Mr. Foreman sighed, and felt almost inclined to withdraw his adherence from those reformers who aim at the abolition of entails. At length, and slowly, he signified his consent.

“Yes—yes: Mrs. Catherine is right. I believe it is the wisest way. But—”

Mr. Foreman paused again. A strange master in Strathoran—the kindly union of the country broken in upon by one who, if they judged rightly, had done grievous ill to Archibald Sutherland. A painful film came over the lawyer’s eyes. It seemed like treason to the trust reposed in him by “Old Strathoran” thus to suffer his son’s downfall.

“You are losing time,” said Mrs. Catherine. “Robert Ferguson, the day is wearing on. Ye will not be able to leave Portoran the night. Start with the first coach the morn’s morning. Do not tarry a moment. Mind how long the days will be to a spirit in despair; and come to me when you are returning from Portoran if there is time. I will write to the unhappy lad.”

Thus dismissed, both gentlemen took their leave, the factor receiving a parting adjuration to “take sufficient siller—be not scrimpit. Ye will have many charges in so long a journey; and, as I have said, Robert Ferguson, lay out a pound of your own siller upon this dyvour at your proper peril! I will visit your iniquity upon the head of your young advocate, if ye venture to do such a thing.—Mind!”

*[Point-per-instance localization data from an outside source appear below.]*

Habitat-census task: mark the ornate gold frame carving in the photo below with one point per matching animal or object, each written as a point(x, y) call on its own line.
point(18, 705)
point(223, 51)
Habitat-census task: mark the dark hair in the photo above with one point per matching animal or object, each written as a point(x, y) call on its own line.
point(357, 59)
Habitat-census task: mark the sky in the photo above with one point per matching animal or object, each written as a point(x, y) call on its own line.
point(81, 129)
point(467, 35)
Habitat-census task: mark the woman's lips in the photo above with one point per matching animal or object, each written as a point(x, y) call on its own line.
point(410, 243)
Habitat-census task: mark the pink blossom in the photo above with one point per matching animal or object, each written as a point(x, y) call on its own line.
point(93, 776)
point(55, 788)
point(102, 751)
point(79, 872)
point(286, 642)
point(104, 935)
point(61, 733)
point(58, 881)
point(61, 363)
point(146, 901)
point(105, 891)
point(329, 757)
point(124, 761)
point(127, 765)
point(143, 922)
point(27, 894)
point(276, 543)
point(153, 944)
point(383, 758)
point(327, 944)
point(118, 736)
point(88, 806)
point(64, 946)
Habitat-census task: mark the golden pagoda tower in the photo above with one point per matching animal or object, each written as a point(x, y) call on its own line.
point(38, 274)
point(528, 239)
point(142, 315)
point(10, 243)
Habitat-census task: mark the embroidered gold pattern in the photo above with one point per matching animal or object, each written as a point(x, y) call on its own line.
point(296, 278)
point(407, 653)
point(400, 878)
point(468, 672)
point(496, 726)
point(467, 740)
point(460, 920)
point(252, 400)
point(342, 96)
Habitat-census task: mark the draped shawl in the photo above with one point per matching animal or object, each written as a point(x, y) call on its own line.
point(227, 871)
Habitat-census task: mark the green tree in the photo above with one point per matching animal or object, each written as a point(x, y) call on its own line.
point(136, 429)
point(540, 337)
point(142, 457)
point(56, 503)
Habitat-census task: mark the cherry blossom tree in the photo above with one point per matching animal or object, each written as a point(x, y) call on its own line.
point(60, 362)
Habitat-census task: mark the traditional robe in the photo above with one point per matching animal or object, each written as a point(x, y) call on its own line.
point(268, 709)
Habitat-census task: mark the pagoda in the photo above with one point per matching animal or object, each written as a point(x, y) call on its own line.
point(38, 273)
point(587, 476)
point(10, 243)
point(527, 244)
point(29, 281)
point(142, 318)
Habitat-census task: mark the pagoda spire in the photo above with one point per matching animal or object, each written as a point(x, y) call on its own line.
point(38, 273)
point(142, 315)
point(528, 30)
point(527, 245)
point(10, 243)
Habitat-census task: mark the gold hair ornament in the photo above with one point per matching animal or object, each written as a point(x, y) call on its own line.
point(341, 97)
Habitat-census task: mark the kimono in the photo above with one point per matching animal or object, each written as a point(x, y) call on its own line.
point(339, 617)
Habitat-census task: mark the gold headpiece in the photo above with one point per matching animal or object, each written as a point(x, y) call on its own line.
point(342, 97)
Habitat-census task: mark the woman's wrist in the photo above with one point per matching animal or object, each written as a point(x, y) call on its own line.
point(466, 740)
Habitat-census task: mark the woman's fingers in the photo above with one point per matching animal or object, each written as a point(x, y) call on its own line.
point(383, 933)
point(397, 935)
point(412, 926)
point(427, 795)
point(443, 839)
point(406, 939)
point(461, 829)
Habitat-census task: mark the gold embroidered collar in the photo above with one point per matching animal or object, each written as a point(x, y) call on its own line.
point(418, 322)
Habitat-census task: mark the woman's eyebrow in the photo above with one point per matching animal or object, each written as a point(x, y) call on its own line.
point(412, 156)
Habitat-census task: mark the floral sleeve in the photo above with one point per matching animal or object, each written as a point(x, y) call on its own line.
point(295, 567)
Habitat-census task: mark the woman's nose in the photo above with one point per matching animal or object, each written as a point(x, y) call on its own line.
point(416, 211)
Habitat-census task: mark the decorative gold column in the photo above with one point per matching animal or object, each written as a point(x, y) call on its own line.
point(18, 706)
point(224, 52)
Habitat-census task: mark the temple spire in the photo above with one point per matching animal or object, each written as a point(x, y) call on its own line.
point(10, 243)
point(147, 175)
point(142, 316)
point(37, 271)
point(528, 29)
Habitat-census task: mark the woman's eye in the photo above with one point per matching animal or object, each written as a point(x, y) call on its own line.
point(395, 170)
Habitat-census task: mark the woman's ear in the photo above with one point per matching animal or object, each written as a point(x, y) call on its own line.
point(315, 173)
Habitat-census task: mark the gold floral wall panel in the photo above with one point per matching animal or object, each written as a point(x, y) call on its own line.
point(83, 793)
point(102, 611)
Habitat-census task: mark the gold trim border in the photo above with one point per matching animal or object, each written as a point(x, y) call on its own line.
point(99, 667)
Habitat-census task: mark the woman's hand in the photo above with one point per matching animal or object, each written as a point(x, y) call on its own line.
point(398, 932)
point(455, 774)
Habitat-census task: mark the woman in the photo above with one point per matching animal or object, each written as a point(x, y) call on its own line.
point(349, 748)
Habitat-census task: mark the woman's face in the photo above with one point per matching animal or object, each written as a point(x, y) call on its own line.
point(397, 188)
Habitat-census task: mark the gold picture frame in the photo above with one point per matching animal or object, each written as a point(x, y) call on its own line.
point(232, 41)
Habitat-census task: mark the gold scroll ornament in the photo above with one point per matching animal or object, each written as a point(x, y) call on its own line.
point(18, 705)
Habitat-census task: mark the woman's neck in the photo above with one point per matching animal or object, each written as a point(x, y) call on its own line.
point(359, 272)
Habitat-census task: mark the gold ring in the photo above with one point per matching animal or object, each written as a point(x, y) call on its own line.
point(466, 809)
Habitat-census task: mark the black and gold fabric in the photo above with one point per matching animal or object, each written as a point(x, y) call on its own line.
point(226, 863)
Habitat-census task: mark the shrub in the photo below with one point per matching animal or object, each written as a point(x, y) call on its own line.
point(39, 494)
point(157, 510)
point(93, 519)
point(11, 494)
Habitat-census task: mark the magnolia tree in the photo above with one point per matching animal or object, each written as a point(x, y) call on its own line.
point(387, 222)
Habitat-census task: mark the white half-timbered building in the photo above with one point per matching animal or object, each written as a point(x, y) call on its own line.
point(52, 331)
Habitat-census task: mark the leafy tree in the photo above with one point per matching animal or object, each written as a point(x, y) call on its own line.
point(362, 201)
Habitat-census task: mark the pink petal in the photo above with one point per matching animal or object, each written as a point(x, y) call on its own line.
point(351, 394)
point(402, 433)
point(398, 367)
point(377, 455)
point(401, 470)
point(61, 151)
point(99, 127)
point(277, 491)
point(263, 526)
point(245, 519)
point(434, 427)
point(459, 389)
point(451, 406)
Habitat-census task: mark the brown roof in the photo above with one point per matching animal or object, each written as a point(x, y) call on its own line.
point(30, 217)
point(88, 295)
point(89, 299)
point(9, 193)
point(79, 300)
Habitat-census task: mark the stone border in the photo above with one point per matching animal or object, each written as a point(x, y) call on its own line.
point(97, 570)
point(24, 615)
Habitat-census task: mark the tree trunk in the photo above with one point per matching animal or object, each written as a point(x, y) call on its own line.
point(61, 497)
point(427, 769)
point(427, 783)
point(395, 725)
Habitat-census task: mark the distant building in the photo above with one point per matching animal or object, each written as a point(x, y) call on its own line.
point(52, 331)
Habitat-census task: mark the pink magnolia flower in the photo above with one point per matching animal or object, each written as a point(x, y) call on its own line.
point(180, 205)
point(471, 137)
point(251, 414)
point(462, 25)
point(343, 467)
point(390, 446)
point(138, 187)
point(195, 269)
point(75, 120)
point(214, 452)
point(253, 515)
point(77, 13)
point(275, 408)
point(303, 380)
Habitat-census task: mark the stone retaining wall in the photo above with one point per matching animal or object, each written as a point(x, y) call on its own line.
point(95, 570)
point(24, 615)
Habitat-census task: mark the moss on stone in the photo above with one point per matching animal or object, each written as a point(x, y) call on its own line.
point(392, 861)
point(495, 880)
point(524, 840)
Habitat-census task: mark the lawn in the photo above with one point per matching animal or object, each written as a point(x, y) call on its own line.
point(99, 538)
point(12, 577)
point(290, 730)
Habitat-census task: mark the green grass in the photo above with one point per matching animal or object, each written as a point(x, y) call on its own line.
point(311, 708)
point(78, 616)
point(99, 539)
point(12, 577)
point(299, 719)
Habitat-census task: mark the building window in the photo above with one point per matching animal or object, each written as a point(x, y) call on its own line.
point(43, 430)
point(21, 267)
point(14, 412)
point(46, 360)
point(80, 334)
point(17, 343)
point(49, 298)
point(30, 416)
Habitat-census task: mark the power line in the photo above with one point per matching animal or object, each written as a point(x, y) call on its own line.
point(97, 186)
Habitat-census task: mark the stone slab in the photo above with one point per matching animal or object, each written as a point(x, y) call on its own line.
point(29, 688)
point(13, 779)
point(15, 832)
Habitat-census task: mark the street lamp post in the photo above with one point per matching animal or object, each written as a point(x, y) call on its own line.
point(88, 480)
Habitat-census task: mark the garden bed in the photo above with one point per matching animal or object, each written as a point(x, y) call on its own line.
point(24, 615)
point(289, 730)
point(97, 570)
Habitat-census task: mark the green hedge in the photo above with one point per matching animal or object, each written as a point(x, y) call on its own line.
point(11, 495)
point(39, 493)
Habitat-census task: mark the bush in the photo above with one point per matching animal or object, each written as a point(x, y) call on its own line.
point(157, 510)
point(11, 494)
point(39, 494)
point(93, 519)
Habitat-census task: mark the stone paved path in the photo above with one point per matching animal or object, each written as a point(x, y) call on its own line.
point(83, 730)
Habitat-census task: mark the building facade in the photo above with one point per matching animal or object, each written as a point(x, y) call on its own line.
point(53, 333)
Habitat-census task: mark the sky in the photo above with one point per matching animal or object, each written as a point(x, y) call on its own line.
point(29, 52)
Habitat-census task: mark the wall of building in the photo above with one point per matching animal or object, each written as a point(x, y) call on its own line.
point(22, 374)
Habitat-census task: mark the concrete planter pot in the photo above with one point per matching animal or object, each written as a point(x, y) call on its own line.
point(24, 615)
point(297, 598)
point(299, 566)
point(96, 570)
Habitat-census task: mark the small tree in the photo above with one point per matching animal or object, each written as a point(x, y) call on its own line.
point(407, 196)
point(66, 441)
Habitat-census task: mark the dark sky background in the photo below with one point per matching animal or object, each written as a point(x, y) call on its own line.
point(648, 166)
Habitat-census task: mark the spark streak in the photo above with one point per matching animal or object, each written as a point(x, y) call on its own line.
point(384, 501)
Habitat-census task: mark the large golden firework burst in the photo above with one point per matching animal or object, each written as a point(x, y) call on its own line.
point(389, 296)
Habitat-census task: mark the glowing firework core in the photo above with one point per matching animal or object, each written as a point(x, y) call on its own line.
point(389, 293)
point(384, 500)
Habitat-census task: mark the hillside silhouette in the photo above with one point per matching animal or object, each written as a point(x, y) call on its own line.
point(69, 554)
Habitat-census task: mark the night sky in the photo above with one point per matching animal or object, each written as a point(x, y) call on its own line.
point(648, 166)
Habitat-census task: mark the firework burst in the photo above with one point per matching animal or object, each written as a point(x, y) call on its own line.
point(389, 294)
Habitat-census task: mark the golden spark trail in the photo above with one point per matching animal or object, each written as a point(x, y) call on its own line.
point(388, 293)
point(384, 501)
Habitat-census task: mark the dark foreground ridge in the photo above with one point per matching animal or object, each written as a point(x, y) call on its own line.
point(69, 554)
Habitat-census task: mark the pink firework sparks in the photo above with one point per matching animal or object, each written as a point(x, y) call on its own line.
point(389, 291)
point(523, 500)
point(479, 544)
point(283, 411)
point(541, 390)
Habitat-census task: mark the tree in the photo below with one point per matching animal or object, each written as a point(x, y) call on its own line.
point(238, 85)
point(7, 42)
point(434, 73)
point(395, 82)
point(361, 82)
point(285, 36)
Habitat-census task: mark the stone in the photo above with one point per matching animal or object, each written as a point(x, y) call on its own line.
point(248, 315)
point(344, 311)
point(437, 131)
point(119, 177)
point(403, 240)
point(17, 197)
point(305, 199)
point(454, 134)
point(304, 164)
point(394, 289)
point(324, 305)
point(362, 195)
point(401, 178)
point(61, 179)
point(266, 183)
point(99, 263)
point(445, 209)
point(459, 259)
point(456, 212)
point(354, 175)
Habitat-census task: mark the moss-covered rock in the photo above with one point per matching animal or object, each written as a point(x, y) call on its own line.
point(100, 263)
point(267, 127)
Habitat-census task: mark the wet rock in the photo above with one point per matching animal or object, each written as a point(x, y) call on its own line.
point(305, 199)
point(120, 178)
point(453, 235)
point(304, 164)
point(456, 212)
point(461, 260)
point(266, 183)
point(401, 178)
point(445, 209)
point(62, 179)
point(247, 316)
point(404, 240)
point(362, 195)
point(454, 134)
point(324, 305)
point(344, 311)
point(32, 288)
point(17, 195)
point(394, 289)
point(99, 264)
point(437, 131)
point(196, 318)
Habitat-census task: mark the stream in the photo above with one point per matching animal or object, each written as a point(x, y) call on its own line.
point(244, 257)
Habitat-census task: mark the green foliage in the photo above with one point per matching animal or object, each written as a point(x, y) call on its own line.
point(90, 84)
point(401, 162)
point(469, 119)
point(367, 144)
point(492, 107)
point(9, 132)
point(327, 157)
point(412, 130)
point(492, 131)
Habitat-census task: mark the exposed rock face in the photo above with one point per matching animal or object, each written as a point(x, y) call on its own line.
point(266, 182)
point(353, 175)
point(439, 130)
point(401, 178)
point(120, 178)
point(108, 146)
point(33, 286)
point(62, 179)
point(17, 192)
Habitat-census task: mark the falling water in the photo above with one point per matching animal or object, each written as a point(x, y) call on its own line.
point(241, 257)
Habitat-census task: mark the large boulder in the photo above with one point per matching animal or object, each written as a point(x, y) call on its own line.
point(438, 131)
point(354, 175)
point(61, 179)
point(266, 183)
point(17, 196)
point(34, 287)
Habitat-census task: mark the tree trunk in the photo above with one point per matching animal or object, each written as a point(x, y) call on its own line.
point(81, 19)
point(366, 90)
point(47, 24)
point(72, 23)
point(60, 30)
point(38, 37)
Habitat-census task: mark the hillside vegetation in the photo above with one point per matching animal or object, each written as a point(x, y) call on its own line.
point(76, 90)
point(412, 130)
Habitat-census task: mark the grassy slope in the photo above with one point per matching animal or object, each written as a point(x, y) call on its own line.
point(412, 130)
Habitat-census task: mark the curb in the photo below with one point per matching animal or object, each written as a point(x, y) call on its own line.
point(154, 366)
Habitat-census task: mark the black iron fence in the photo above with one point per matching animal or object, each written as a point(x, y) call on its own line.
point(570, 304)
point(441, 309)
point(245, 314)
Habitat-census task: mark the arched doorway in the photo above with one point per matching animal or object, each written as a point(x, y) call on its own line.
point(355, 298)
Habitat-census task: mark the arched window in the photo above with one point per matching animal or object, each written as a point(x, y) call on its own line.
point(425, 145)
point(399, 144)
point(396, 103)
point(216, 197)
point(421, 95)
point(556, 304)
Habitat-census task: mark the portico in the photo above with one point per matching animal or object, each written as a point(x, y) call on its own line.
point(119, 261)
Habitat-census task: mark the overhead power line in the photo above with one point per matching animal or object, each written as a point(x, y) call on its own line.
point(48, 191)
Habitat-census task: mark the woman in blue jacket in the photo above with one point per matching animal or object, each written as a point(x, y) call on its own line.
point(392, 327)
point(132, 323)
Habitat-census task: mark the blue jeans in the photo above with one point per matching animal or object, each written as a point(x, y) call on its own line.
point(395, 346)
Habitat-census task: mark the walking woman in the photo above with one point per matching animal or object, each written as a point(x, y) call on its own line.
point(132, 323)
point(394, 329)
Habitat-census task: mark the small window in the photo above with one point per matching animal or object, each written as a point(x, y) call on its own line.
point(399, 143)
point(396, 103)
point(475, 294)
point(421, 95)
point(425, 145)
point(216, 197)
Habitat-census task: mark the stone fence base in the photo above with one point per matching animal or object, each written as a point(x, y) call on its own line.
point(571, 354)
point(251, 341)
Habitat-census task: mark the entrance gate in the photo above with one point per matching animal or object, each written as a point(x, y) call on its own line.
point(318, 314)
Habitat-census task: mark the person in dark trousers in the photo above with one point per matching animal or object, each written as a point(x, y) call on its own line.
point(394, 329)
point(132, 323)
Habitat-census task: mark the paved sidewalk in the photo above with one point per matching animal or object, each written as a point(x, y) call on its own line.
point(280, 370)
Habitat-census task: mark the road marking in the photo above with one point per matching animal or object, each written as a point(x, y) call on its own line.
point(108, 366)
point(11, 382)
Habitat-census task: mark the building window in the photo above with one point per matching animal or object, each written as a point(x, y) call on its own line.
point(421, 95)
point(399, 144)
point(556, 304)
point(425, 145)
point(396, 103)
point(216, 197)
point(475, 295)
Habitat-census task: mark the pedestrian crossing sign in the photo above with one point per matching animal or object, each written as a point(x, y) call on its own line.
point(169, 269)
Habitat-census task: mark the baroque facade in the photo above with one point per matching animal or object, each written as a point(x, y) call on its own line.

Mrs. Catherine seated herself at her library table as the factor and the lawyer rode away together, and began to write to Archibald Sutherland—a hurried letter, swiftly written. It ran thus:

“I have heard of your transgression and calamity, Archibald Sutherland, and write as I need not tell you, in sore grief. Nevertheless, I have neither time nor leisure to record my lamentations, nor do I think that tears from old e’en—the which are bitter in the shedding—are things to make merchandise of for the mending of young backsliders. At this moment, I have other matters in hand. I see by your letter to Mr. Ferguson (a better man than I fear you will ever be), that you are yourself cast down, and in grief, as it is meet you should be. See that it be for the sin, and not for the mere carnal consequences, and so there will be the better chance for a blessing on your repentance.

“And boy, rise up and come back to the country that brought you forth, out of that den of sin and iniquity. The house of your fathers is open to you no longer—the house of Sholto Douglas can never be shut upon Isabel Balfour’s son. Come back to me—you shall not be my heir, for the lands of my fathers must descend to none that cannot keep them firmly, and guide them well; but whatsoever is needful for you to begin your warfare, lies ready for your claiming. I say your warfare, Archie Sutherland, for I bid you not come home to dally through an idle life or waste more days.—Come home to fight for your possessions back again—come home to strive in every honorable and lawful way to win back the good land you have lost—come home, I say, Archie Sutherland, to redeem your inheritance by honest labor, and establish your house again, as it was established by the first Sutherland that set foot on Oranside. The road is clear before you. You have gotten all the siller wasted now that you can get to waste. I command you, as there is anything in this life you set a value on, to throw these evil things behind you, and gird yourself for a warfare—a warfare that will be neither light nor brief, but that will be—what your past life has not been—just and honorable, a work for a man, not a witless and sinful dalliance for a silly youth, a play for a fevered bairn.